Copyright (c) 2026 Marcus Bortel (Creekhail)

Permission is hereby granted, free of charge, to any person obtaining a copy of this software and associated documentation files (the "Software"), to deal in the Software without restriction, including without limitation the rights to use, copy, modify, merge, publish, distribute, sublicense, and/or sell copies of the Software, and to permit persons to whom the Software is furnished to do so, subject to the following conditions:

The above copyright notice and this permission notice shall be included in all copies or substantial portions of the Software.

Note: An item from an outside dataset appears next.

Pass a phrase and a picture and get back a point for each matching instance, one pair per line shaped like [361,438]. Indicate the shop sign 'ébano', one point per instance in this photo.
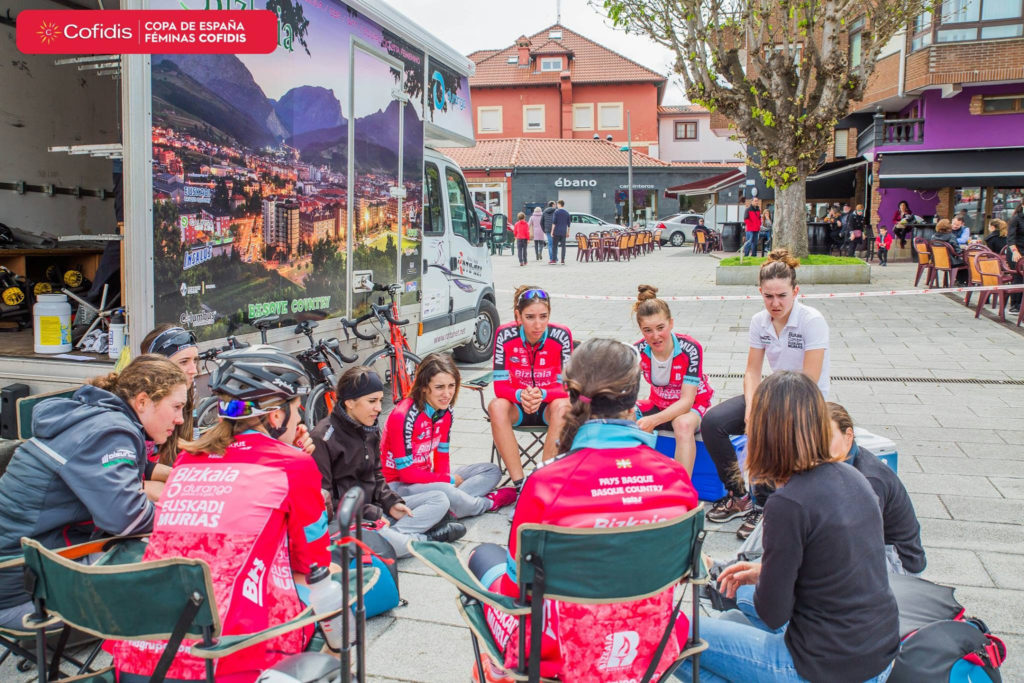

THE SOFTWARE IS PROVIDED "AS IS", WITHOUT WARRANTY OF ANY KIND, EXPRESS OR IMPLIED, INCLUDING BUT NOT LIMITED TO THE WARRANTIES OF MERCHANTABILITY, FITNESS FOR A PARTICULAR PURPOSE AND NONINFRINGEMENT. IN NO EVENT SHALL THE AUTHORS OR COPYRIGHT HOLDERS BE LIABLE FOR ANY CLAIM, DAMAGES OR OTHER LIABILITY, WHETHER IN AN ACTION OF CONTRACT, TORT OR OTHERWISE, ARISING FROM, OUT OF OR IN CONNECTION WITH THE SOFTWARE OR THE USE OR OTHER DEALINGS IN THE SOFTWARE.